Utilizando el material que había sobre la mesa, cargó con delicadeza una jeringuilla hipodérmica con un fluido verde pálido. Sam Pak lo observaba con los ojos empañados. El doctor Fu-Manchú se puso de pie.
—Es una lástima —dijo con una nota de entusiasmo científico en la voz gutural— que el primer experimento importante con esta interesante droga influya en el éxito o el fracaso de cuestiones tan trascendentes. Ven, amigo mío; deseo que estés presente…
Cruzaron el silencioso templo de la diosa de los siete ojos; Fu-Manchú con su caminar felino y, detrás de él, el viejo Sam Pak arrastrando los pies. La sala estaba vacía y en silencio. Descendieron unos escalones de piedra, recorrieron el pasillo con los seis cofres pintados y dejaron atrás la puerta de acero del pasadizo secreto que conducía al East River.

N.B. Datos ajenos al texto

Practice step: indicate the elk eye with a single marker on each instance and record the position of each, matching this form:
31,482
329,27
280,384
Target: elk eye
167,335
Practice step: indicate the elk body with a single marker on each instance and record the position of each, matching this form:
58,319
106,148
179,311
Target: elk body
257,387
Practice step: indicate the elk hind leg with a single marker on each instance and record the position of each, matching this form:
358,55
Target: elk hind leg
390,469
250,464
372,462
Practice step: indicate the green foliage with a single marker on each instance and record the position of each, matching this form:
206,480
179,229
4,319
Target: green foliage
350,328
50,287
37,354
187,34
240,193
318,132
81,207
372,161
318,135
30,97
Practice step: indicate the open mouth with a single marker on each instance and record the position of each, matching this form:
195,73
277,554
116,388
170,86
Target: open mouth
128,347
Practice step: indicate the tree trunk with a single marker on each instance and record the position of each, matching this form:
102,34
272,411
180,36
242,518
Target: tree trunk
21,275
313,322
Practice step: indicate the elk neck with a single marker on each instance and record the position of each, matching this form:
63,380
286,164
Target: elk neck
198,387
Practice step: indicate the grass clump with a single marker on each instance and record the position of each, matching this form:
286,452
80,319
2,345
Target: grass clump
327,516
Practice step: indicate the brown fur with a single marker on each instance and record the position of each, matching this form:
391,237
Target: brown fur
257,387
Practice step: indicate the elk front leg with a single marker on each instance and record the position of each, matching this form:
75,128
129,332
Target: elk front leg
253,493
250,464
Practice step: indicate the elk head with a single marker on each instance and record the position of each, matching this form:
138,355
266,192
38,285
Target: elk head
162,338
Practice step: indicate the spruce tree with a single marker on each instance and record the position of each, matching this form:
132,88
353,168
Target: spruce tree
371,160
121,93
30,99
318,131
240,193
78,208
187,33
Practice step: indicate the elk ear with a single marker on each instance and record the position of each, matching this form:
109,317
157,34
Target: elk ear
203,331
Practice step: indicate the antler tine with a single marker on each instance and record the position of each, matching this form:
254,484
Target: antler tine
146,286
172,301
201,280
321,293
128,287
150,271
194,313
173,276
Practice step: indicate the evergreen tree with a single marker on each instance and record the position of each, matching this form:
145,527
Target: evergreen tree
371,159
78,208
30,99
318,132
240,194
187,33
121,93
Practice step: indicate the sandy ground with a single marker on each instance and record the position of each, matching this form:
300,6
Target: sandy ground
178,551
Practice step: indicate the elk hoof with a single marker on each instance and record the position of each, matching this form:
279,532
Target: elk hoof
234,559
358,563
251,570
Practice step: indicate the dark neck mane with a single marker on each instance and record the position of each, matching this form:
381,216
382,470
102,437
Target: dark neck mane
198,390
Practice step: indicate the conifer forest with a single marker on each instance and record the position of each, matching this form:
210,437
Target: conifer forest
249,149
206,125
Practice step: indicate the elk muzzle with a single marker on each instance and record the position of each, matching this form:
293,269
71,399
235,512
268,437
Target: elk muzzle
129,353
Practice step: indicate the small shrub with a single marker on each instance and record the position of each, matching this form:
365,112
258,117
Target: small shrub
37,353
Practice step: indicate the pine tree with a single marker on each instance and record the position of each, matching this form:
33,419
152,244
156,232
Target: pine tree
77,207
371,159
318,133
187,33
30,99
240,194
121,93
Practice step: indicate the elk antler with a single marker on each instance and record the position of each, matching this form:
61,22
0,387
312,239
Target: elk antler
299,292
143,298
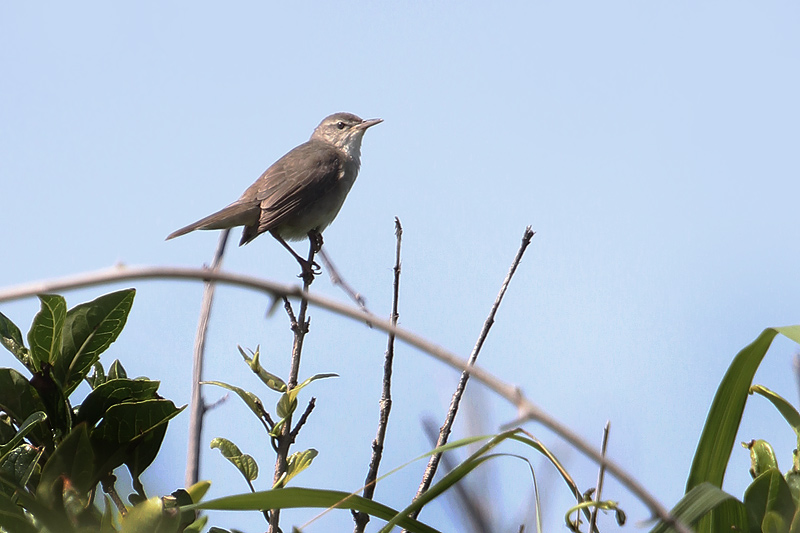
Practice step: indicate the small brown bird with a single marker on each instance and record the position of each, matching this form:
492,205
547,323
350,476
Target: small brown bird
302,192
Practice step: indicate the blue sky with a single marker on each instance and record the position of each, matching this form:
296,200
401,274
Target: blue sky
652,147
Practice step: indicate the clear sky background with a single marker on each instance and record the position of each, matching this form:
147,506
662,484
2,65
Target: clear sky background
652,146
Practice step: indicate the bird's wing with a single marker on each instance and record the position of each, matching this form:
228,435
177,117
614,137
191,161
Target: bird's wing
295,181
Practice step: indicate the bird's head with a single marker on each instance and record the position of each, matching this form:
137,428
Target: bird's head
345,131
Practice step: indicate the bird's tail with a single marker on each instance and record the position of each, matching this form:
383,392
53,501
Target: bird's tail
236,214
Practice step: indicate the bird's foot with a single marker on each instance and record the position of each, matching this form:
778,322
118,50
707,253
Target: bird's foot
309,270
315,238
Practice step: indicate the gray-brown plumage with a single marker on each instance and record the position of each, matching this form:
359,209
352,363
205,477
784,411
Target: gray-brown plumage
302,192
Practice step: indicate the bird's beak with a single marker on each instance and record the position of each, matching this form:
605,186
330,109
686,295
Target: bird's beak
367,123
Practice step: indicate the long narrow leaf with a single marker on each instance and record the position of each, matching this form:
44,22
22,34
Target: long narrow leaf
719,433
699,501
294,497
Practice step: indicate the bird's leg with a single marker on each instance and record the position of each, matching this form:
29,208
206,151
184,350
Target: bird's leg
315,238
310,268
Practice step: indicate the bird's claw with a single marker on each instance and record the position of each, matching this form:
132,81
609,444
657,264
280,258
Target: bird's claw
309,270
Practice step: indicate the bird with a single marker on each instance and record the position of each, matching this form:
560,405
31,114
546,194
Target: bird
301,193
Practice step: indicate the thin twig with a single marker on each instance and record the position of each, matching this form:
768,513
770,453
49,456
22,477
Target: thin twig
527,410
337,279
600,477
199,406
362,518
473,513
303,418
300,328
444,431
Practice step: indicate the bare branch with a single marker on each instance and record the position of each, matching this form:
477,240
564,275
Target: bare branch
527,410
444,431
300,328
361,518
199,406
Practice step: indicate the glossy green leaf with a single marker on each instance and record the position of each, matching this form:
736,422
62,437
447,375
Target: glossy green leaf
198,490
762,456
44,336
126,422
11,338
243,462
142,455
770,501
13,518
151,516
112,392
270,380
89,329
26,427
785,408
19,464
20,400
251,400
71,462
296,463
294,497
296,390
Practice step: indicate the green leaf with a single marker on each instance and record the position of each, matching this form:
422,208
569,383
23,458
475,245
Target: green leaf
20,400
19,464
112,392
126,422
451,478
769,499
44,336
115,371
786,409
89,329
11,338
702,499
14,518
151,516
71,463
296,390
131,433
198,490
294,497
245,463
270,380
145,451
25,428
296,463
251,400
762,457
719,433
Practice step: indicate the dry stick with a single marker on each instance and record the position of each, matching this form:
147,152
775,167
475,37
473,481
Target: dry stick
337,279
444,431
476,515
287,437
527,410
600,478
199,406
362,518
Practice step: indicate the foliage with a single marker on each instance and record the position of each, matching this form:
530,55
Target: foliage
55,453
772,501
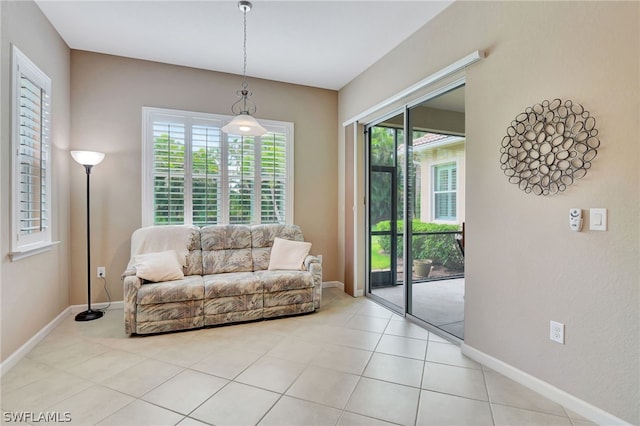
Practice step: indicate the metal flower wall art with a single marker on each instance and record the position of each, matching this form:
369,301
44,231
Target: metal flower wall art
549,146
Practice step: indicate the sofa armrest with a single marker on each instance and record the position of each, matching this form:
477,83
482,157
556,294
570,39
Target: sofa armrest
131,286
128,273
313,265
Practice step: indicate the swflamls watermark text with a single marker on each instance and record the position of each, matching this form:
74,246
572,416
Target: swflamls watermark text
36,417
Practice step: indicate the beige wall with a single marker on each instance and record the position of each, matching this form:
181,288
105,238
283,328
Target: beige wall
34,290
107,95
430,158
537,270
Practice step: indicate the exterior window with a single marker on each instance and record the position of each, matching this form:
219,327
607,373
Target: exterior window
445,185
31,165
194,173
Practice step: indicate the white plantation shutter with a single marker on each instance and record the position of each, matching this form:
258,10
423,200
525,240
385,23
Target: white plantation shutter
196,174
168,171
273,177
445,191
206,174
31,198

En una pequeña habitación parecida a una celda e iluminada con una lámpara que colgaba del techo, Herman Grosset yacía atado a un banco de madera de teca fijado en el suelo. Cuando Fu-Manchú entró, los inmutables esbirros chinos acababan de completar su tarea.
—¡Marchaos! —espetó en chino.
Los hombres se inclinaron y salieron; sus cuerpos musculosos estaban cubiertos de sudor. La piel de Grosset también brillaba por la transpiración. Lo habían desnudado hasta la cintura y los ojos se le salían de las órbitas.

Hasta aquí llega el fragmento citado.